Seven months. We had plenty of time to prepare. But as the fateful day was upon us – nothing. We scrambled. We made phone calls to the funeral home and to the crematorium. No one could give us a clear answer. We were on our own.
My mom passed away seven months earlier. Immediately after her death, we had a formal service – lots of speakers and a reception to follow. Friends and family came in from out of town and we celebrated and honored a grand old lady. Closure. Sort of. But since my mom was being interred beside my dad at Arlington National Cemetery, there was a seven month gap between services. And today was the day that she was being interred.
As a family, we agreed that we would take some of her ashes and spread them somewhere special. I had the urn tucked away on a family room shelf for 7 months. A quick peek revealed a tightly clamped seal – the kind that one cannot replicate at home. Arlington National Cemetery was very clear with their instructions — no partial ashes.

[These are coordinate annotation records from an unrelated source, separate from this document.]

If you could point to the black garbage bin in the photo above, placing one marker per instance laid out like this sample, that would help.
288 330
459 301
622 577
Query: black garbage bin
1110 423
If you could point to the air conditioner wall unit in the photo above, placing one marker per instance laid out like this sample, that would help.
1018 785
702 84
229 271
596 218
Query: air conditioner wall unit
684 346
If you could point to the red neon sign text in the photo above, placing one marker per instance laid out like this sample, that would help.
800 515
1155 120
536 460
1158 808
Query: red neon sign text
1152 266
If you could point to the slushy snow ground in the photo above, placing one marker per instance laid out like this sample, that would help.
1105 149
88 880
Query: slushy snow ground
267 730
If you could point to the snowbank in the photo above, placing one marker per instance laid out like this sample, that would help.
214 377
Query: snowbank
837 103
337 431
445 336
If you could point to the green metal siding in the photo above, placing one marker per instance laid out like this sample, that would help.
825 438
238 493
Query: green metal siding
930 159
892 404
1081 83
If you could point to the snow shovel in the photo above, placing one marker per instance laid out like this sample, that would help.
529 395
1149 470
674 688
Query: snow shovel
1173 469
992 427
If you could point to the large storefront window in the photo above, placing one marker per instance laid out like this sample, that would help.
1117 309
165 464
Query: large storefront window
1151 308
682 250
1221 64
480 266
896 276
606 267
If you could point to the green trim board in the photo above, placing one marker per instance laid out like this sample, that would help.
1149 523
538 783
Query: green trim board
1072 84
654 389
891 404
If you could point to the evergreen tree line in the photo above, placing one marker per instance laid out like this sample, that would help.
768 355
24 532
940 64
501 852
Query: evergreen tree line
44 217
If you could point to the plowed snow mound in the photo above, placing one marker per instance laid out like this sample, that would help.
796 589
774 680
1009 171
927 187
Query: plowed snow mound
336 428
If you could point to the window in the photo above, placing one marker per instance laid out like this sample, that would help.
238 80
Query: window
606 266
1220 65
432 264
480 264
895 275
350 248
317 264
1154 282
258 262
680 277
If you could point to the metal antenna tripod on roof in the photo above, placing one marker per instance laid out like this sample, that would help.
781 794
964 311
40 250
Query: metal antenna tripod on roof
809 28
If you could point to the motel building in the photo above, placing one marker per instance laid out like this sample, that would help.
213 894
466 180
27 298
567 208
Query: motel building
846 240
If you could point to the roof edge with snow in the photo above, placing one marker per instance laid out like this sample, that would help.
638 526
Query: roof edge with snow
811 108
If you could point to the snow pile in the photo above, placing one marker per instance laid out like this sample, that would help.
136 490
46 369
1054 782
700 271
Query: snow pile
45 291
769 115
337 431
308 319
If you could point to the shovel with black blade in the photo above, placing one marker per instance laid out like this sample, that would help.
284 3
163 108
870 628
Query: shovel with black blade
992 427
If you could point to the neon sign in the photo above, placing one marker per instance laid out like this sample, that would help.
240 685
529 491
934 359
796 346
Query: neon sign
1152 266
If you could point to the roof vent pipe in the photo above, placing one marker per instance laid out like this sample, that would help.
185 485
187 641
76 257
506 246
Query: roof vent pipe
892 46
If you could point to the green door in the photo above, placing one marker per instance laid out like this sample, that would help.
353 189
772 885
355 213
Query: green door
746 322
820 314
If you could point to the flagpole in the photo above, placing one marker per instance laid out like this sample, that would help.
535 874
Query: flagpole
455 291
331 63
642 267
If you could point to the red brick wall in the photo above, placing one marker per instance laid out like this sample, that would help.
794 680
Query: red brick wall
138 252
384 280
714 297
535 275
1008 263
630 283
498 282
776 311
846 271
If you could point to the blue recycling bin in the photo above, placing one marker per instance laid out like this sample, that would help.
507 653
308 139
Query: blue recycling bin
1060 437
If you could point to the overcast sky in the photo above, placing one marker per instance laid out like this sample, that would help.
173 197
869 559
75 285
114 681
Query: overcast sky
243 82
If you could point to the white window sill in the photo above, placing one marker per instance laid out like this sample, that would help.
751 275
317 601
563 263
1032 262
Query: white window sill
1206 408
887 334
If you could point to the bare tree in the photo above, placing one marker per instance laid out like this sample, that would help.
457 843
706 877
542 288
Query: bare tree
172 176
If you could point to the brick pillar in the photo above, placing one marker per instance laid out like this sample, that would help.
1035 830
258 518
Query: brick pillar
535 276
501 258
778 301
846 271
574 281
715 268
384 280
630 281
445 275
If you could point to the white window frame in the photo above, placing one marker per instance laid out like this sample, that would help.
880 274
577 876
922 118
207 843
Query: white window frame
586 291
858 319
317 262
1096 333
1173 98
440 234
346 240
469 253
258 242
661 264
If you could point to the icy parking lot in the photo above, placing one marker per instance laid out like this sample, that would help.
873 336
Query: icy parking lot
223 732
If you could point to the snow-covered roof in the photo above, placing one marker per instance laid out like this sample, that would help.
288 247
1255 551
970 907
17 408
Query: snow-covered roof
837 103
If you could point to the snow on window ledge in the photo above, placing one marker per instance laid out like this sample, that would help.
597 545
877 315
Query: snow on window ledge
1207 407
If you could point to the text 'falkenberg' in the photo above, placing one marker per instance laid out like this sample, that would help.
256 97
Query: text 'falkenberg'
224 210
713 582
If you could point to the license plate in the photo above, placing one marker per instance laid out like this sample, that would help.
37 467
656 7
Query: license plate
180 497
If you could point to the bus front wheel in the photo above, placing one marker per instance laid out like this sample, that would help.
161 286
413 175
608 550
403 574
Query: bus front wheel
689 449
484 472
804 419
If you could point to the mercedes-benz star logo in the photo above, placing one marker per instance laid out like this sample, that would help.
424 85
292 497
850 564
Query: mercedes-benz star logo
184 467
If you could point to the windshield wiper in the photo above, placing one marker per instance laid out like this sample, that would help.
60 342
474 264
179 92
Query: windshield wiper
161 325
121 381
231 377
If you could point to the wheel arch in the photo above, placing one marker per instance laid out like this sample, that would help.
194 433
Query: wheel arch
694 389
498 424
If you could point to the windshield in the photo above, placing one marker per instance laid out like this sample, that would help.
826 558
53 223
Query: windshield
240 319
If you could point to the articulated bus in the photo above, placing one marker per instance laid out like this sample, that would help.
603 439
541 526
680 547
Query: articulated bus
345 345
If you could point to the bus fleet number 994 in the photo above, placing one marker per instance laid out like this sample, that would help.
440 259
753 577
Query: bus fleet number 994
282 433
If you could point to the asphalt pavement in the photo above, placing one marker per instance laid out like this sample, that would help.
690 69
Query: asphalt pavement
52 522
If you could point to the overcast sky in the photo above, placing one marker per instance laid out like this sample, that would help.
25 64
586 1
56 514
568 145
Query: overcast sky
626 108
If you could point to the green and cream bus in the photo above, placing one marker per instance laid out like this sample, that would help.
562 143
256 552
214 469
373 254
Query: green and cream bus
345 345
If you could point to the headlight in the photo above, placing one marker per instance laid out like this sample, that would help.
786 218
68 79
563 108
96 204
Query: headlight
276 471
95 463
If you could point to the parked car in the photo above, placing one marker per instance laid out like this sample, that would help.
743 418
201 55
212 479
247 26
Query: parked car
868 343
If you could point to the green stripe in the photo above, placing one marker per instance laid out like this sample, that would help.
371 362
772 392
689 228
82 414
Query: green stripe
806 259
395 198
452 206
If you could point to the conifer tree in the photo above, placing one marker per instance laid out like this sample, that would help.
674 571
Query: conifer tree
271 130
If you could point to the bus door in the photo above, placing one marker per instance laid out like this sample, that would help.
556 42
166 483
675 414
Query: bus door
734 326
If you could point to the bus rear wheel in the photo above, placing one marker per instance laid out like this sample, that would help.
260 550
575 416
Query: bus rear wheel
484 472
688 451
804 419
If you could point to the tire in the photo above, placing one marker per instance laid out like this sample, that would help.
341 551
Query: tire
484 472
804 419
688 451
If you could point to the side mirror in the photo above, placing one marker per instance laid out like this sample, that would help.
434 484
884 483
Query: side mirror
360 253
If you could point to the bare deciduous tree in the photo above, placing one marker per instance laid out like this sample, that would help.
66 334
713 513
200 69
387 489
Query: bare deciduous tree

Since my mom was a bit of a rebel, this seemed perfect. We had a clandestine mission. She would have approved. The boys were out – my brother and my husband wanted nothing to do with this — their squeamishness and their rule following natures rendered them helpless. So, my sister-in-law, Julie, and I took charge. Julie went to the craft store and got two vials – and supplies to “bedazzle” them. We cut off a bottom corner of the ashes bag and poured some ashes into the shiny, pink, bedazzled vials. We took an old fashioned twisty tie and sealed the bag and tucked it beneath the bulk of the ashes. Our secret deed done.
Most of my mom now resides next to my dad at the storied Arlington National Cemetery. But the rebel in her floats in the lake that she lived on for 40 years – and the adventurer in her drifts in the waves in a secluded beach in Tortola. I think she’d like that.